Kara carefully hides the fact that she’s starting chapter twenty-two with her hands free, having worked them loose. While Brad gazes at the stars, as one does when one is an astrologically-obsessed killer planning a surprise party for his dead girlfriend, she nudges Tony and lets him see her hands. Then she rushes at Brad, knocking the knife from his hands. Brad knocks Tony over, and tries to get the knife back. Tony gets up, hands somehow free now, and then Brad manages to fall off the cliff while reaching for the knife.

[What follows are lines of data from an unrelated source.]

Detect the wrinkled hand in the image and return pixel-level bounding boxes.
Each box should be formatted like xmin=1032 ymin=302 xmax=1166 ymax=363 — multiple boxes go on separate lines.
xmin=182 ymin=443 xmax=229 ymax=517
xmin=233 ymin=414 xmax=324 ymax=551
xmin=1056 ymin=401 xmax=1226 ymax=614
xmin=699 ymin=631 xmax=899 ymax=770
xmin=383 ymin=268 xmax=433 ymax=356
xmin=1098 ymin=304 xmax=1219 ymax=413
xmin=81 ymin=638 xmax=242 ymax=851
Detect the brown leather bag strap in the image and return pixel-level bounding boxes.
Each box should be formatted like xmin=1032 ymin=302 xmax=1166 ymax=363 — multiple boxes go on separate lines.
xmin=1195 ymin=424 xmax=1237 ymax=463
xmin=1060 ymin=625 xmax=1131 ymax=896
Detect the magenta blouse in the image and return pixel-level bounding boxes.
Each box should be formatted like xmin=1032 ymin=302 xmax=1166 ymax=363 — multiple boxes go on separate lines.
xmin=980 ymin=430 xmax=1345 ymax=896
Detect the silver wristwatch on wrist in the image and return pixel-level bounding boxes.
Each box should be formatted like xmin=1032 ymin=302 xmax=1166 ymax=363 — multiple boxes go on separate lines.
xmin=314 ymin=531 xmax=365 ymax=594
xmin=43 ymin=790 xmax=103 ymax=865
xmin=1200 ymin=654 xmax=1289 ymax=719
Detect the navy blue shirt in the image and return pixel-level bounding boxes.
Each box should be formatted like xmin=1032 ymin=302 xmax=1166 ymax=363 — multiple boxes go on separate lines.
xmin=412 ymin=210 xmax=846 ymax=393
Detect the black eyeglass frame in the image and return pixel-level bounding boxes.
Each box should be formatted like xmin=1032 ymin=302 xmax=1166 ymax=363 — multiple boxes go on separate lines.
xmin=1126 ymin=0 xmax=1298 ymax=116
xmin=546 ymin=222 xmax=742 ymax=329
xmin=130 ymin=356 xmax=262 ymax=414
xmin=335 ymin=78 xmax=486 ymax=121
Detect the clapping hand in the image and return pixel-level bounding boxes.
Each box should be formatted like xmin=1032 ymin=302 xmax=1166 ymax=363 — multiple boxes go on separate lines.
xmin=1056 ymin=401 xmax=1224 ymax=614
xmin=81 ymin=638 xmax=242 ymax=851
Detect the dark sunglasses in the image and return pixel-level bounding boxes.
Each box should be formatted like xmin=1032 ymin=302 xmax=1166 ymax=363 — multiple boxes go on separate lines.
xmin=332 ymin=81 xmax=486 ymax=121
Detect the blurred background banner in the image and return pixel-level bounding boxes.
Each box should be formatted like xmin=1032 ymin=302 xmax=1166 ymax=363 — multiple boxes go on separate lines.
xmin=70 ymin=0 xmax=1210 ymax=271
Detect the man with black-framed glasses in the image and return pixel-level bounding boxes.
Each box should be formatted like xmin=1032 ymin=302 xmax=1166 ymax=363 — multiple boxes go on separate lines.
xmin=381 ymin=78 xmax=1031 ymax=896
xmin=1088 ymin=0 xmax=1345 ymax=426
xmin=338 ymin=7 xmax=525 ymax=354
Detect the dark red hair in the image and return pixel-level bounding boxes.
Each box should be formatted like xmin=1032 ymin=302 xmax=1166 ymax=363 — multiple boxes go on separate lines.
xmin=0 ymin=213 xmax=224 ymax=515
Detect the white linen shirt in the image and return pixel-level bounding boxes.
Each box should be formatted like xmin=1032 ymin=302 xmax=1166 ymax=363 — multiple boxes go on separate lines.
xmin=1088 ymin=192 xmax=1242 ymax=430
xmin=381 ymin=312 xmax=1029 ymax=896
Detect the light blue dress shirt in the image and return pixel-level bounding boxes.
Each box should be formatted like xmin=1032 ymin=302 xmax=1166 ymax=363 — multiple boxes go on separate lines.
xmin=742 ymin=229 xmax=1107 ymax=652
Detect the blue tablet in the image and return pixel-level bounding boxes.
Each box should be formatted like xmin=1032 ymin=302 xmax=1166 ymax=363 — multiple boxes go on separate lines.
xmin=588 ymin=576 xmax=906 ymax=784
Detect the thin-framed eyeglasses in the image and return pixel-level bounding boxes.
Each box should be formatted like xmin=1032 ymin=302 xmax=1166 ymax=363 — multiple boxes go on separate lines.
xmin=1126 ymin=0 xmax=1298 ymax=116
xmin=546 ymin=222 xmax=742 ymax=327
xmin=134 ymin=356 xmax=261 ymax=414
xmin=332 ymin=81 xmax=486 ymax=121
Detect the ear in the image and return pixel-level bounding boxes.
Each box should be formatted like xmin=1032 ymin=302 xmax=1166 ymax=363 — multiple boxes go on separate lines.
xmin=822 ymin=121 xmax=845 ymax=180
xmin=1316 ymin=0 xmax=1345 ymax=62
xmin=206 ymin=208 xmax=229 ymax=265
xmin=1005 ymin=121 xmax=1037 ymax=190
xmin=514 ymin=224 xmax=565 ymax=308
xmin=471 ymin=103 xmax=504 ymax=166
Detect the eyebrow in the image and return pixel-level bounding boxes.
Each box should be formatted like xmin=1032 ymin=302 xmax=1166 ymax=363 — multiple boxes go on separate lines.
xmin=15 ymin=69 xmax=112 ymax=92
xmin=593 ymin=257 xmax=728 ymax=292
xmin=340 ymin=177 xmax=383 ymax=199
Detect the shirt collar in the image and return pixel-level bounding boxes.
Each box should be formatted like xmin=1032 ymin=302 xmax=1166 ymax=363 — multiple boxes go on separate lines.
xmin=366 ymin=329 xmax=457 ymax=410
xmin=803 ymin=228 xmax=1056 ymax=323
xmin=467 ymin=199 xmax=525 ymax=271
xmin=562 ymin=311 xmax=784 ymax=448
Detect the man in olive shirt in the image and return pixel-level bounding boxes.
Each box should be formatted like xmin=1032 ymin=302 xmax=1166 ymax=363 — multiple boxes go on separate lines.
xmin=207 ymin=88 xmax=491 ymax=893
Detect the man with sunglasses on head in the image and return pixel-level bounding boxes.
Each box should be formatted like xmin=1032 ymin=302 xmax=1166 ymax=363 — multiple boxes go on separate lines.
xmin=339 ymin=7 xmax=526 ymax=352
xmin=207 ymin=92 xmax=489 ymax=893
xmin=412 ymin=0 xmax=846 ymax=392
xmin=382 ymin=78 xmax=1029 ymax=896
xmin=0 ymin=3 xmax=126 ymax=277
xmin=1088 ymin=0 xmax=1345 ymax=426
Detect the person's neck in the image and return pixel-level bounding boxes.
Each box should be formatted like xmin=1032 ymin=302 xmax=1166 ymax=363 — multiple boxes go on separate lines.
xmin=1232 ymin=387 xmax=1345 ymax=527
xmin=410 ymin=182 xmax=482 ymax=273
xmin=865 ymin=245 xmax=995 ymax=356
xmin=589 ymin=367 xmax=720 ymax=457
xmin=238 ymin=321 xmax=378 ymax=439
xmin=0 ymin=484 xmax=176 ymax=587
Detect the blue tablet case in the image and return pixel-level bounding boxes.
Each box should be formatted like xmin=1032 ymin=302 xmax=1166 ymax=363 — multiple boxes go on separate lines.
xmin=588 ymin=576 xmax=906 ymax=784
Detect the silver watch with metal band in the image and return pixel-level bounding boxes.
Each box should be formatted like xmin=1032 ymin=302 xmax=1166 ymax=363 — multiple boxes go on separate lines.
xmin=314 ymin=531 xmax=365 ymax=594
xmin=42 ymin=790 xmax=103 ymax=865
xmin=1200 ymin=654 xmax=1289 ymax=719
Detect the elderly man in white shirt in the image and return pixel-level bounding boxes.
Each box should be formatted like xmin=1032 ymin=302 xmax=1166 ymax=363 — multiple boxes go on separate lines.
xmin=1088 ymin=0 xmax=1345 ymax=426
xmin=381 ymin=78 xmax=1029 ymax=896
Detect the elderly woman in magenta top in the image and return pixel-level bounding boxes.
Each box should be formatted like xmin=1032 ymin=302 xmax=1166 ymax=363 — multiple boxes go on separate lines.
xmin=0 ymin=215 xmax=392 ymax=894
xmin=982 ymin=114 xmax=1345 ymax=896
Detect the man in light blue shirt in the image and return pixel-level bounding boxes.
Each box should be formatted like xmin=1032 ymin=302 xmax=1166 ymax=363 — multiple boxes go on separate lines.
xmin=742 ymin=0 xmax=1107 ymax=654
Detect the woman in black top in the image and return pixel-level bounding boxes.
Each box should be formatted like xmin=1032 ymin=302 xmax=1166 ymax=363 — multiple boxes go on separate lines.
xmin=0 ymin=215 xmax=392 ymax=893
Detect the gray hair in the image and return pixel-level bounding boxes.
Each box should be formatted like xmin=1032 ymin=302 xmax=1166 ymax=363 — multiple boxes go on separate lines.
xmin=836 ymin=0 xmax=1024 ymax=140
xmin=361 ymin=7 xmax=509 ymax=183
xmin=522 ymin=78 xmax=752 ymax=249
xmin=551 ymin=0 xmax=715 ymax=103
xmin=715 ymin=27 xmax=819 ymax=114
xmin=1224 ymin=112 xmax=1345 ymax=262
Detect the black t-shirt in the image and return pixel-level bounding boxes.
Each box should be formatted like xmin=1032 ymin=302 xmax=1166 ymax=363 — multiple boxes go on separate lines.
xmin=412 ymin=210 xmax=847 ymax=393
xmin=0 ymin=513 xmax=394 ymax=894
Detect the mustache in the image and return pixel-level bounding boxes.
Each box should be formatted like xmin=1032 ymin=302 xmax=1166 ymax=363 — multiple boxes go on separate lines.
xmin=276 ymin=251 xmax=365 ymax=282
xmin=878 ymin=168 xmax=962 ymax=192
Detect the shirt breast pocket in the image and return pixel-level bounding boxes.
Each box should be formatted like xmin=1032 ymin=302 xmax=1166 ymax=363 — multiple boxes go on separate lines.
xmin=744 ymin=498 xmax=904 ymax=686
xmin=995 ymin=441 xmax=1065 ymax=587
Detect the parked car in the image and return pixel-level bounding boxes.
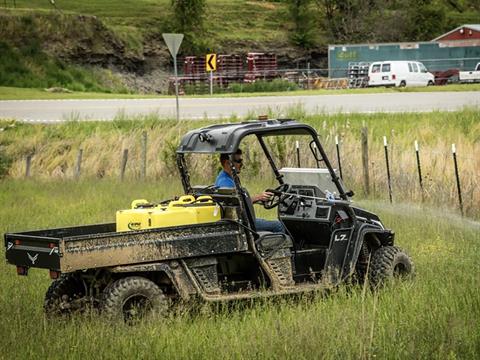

He’s hanging from the ledge, and Tony and Kara try to pull him up, but before they can he says…no, let me quote this.

His pale blue eyes glittered excitedly in the moonlight.

“I’ll say hi to Becky for you,” he told them.

Then he let go of the rock.

pp. 168-169

Comments: This is the first entry in the series, but the third one I’ve read, and it’s possibly the best one so far. I mean, no one threw a shark at anyone, so that was disappointing. But it did a nice job of maintaining the “maybe it’s a ghost” premise for at least half the book, which I appreciated.

This is less ridiculous than Twisted Taurus was, and more standard “this could be a Point Horror” fare, except with a lot of random astrology. The in-book product placement for the necklace was interesting. Did any other series give away costume jewellery?

There’s an actual body count, but by the second death I was LOLing inappropriately. Sorry. It’s just the “falling from the top floor of the mall” was so perfectly mid-90s, and I never quite recovered. The story was still gripping enough that I had to finish, though. Sometimes a whole bunch of cliched teen deaths are just what you need, you know?